Potential benefits of salary sacrificing into super
  • Your employer will set up and automatically send the contributions to your super fund.
  • Regular additional payments, especially if you start early, will accelerate the growth of your super fund and make a big difference at retirement.
  • Lower taxable income may help you pay less tax, stay in a lower tax bracket, reduce the Medicare Levy, or qualify you for certain concessions.
  • Up to $50,000 of salary sacrifice contributions are eligible to be accessed through the First Home Super Saver Scheme.
  • Salary sacrificing to super will not reduce the amount of SG contributions your employer provides.
    Points to consider before opting to salary sacrifice
  • Less take-home pay may be challenging if you have a tight budget or immediate financial needs like a mortgage.
  • If you aren’t using the funds to purchase your first home, you won’t be able to access any of the money added to your super fund until you reach 65 or you retire after age 60, so you will need enough funds outside of super to cope with emergencies or other shorter-term financial issues. 

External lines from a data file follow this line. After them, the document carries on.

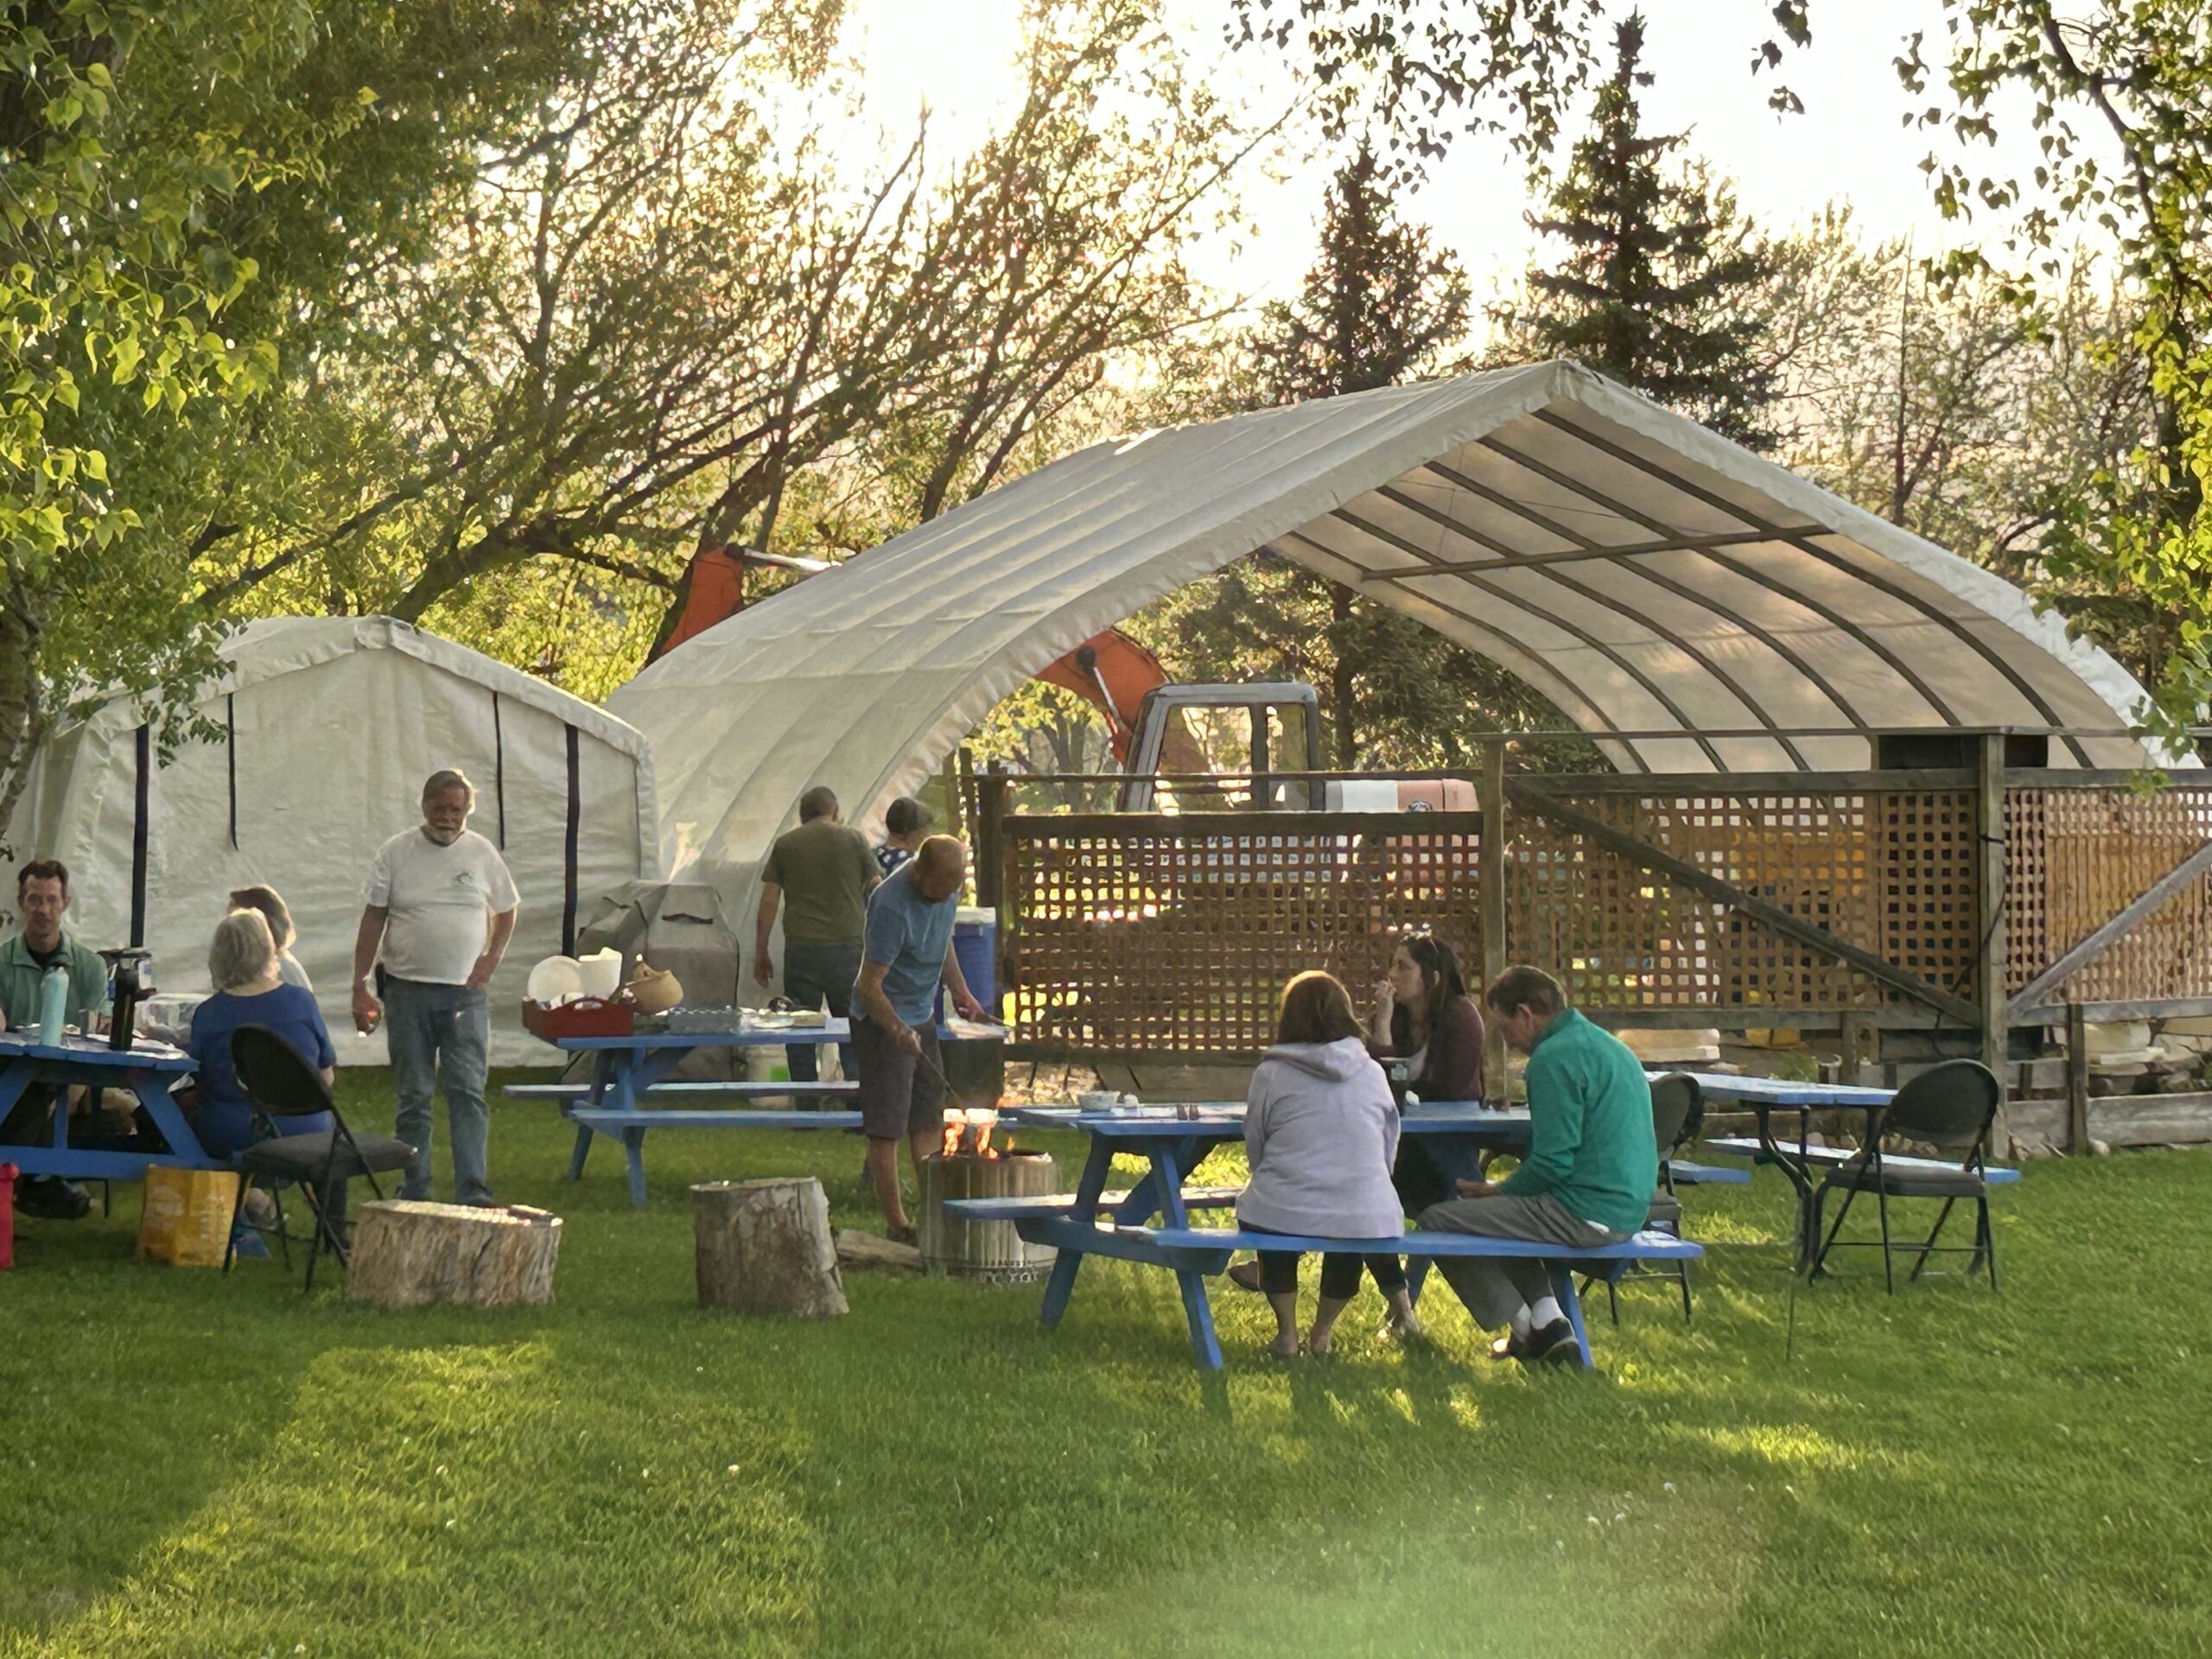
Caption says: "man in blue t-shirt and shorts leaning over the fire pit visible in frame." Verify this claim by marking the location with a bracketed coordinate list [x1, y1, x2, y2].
[852, 836, 982, 1243]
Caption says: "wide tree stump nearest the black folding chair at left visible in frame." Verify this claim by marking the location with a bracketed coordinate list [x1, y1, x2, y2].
[345, 1199, 560, 1307]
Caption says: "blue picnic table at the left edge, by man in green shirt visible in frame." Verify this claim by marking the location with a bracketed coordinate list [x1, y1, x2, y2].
[0, 1031, 214, 1181]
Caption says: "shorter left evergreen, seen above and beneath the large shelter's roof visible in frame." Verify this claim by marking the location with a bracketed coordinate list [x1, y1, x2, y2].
[1139, 146, 1557, 770]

  • The amount of “concessional” contributions you can add to your super each year is capped ($30,000 for 2024–2025): if you go above the cap, contributions will be taxed at your marginal tax rate (less a 15% tax offset). Concessional contributions include both SG and salary sacrifice contributions, as well as contributions you claim a tax deduction for.
  • You won’t be able to claim a tax deduction on salary sacrificed super contributions, as you won’t have paid income tax on them. 

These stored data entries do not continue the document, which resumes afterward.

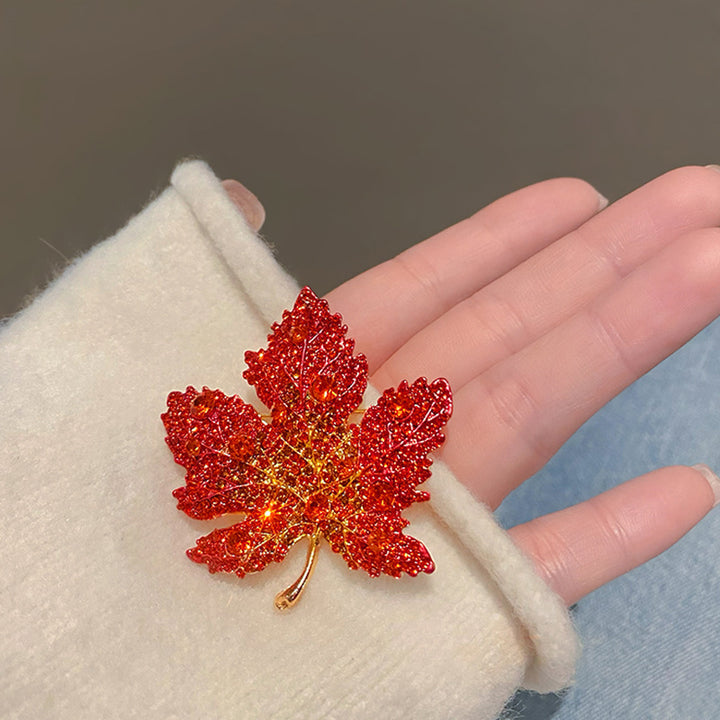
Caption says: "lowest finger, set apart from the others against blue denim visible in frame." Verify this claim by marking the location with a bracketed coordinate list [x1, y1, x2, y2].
[509, 466, 720, 605]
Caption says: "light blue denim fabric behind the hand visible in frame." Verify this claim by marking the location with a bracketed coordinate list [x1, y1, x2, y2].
[498, 321, 720, 720]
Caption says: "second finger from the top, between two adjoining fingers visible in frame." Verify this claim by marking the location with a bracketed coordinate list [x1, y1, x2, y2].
[373, 168, 720, 390]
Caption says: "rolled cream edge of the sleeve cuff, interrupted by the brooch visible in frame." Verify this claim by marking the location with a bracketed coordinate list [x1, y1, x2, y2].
[171, 161, 578, 692]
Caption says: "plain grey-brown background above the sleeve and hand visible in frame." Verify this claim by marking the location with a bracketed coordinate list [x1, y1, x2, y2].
[5, 0, 720, 316]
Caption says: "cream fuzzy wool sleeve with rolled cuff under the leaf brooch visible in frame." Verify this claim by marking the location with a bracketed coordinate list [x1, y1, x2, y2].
[0, 161, 577, 720]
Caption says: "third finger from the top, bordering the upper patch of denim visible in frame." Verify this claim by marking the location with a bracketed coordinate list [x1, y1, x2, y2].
[443, 228, 720, 506]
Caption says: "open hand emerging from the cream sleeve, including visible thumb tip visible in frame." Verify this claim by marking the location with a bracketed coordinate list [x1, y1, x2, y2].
[223, 167, 720, 604]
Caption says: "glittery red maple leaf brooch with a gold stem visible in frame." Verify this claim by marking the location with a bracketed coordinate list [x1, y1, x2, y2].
[162, 287, 452, 610]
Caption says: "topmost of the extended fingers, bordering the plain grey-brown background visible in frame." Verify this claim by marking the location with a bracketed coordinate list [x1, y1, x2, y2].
[327, 178, 607, 372]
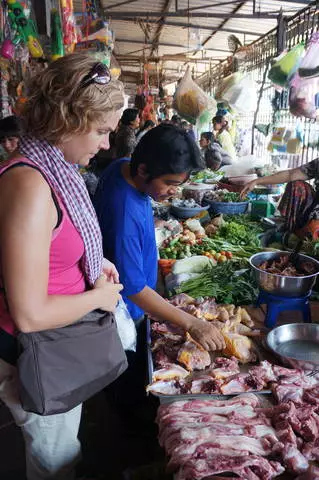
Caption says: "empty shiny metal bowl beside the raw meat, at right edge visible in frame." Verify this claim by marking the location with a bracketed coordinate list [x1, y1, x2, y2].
[267, 323, 319, 370]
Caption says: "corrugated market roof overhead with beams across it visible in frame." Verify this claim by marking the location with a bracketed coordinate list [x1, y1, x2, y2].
[74, 0, 311, 87]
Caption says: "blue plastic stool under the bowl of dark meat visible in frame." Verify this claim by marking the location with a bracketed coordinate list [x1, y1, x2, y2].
[256, 290, 311, 328]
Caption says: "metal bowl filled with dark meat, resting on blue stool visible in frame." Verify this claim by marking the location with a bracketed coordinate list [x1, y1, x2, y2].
[249, 251, 319, 297]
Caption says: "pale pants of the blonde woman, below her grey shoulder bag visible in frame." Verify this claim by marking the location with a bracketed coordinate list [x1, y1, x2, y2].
[0, 359, 82, 480]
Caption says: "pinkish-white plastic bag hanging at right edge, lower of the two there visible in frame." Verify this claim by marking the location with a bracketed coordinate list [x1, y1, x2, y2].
[289, 73, 319, 119]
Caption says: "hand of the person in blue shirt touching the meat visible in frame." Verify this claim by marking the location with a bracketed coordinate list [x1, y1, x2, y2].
[188, 317, 226, 350]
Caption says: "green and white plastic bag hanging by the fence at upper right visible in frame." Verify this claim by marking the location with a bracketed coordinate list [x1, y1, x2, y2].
[268, 42, 305, 87]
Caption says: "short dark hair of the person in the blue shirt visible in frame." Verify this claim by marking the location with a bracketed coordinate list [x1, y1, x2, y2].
[131, 123, 205, 181]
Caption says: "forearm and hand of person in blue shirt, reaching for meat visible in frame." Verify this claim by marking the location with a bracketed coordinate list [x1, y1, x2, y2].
[129, 287, 225, 350]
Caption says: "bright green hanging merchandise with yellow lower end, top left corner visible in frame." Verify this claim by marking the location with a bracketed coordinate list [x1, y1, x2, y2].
[7, 0, 44, 58]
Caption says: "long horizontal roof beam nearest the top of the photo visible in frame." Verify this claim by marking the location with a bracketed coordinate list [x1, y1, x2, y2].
[104, 9, 278, 19]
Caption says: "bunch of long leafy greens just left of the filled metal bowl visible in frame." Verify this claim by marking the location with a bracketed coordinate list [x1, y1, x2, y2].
[173, 262, 258, 305]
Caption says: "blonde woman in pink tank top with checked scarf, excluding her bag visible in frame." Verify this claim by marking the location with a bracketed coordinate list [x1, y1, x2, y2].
[0, 54, 124, 480]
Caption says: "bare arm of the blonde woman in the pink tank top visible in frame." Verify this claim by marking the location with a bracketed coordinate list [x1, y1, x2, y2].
[0, 167, 122, 332]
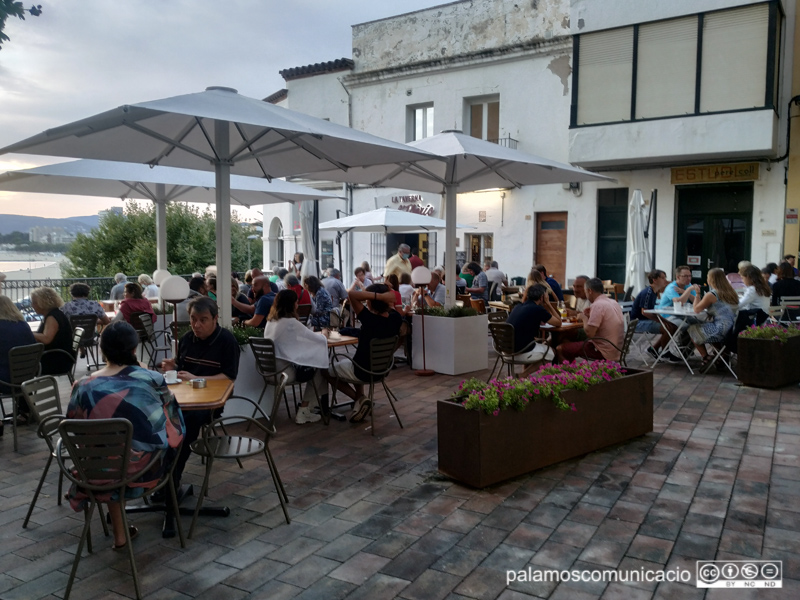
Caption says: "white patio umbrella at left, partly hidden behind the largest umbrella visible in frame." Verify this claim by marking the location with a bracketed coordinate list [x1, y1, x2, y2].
[0, 159, 339, 270]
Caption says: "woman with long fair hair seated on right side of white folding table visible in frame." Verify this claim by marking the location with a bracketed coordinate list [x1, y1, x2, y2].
[688, 268, 739, 369]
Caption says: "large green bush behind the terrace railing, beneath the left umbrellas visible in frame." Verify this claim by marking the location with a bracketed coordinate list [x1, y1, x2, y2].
[64, 202, 262, 277]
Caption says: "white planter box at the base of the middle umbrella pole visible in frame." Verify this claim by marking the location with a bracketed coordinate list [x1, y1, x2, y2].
[413, 315, 489, 375]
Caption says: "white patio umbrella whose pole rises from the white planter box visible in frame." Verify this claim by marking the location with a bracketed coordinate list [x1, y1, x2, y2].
[306, 131, 613, 306]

  • If you earn under $45,000 a year, salary sacrificing into super might not be as beneficial due to your lower income tax rate. 
  • Consider getting financial advice or tax advice.
What next?

If you’ve decided salary sacrificing to super is the right choice, you should:

  • calculate how much of your income you want to sacrifice;
  • talk to your employer about starting a salary sacrifice arrangement; and
  • check your payments, both salary sacrifice and SG contributions, are being made correctly.